Alexei Sidorov, sometimes transliterated as Aleksei Sidorov, (December 29, 1971 – October 9, 2003), a Russian journalist and editor-in-chief for the Tolyatinskoye Obozreniye (Togliatti Review) in Tolyatti, Samara Oblast, Russia, was known for his investigations into the Russian mafia. Alexei was killed in what was suspected to be an organized crime contract killing.

== Personal ==
Alexei Sidorov lived with his wife in an apartment complex in Tolyatti, Russia. He had one known child, Leonid Sidorov.

== Career ==
Sidorov started out as a journalist for Togliatti Review, a local newspaper. He worked under his mentor Valery Ivanov, who was the editor in 2002. He became known for his investigations into dealings by the Russian mafia. Sidorov took over as editor-in-chief for the paper after the murder of Ivanov by Russian mafia, and continued the work that Ivanov was doing and overseeing all investigative reporting for the paper until his death six months later. During the time of Ivanov's murder, Sidorov told the New York Times, "They can't kill us all." He was then murdered about six months later.

== Death==
Sidorov's wife, Olga Lapitskaya, was waiting for him to return on October 9, 2003, when she heard Sidorov call for help using the apartment buzzer. She ran downstairs to discover him bleeding on the steps of their building. She called emergency services but even with their arrival, Sidorov did not survive his wounds. After an investigation it was found that Alexei was attacked by two men while walking up to his complex. He was stabbed repeatedly and left to die. While it was initially reported that Sidorov's death was not a product of the Russian Mafia, further investigation showed that he was in fact the victim of a mafia hit. The two cases have never been solved.

== Context ==
Being a journalist in Russia is said to be one of the most dangerous jobs. Russian police are not good with cooperating in investigations which allowed the mob to spread crimes all across Russia. Towns like Togliatti exist all over Russia, journalists have to worry about the danger that follows their job. The Russian mafia has made it clear that they do not want to be bothered. While Russian civilians turn to law enforcement to protect them, the Russian police say they are unable to deal with the threats the Russian mob brings.

== Impact ==
The death of Alexei Sidorov has given views of the danger that Russian journalists are facing in the past and the present. Lack of law enforcement and prosecution of those who murder journalists are the primary reasons Russian journalists worry about their safety. Russian law enforcement located in places like Togliatti, blame victims for getting involved in the mob cases rather than help create a more safe community for everyone living there. Sidorov's murder also brings to light the shortcomings of the Russian media and court system. The police only continue to investigate murders like Sidorov to appease public disapproval. The Russian courts are also at fault because they are showing how powerful the mob is by setting suspects free who come into the equation after long investigations.

== Reactions ==
Sidorov's death sparked new discussions regarding the safety of journalists in Russia. PEN America wrote a letter to the President Dmitry Medvedev demanding investigations to put an end to immunity in the case of journalists that were murdered in Russia.
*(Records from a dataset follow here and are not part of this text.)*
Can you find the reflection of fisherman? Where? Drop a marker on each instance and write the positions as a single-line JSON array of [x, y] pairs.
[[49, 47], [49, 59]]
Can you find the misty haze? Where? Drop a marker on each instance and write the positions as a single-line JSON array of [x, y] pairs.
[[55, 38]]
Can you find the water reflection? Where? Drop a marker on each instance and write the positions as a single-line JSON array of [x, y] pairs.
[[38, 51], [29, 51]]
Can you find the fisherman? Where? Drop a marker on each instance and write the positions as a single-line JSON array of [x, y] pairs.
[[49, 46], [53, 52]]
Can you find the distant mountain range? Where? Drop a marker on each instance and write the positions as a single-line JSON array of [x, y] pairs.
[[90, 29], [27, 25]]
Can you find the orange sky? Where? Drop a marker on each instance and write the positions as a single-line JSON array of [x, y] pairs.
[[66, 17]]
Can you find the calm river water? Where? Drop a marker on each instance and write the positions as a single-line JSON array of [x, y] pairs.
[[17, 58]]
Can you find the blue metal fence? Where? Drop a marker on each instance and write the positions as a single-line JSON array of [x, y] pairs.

Koïchiro Matsuura, director-general of UNESCO condemned the journalist's death, "The murder of Alexi Sidorov marks yet another attack on democracy and transparency in Russia and must be condemned as such."

State Deputy Vladimir Ryzhkov said, "Our journalists have no protection, and that tells you that journalism is a very risky profession and that there is a great deal of unhappiness in society."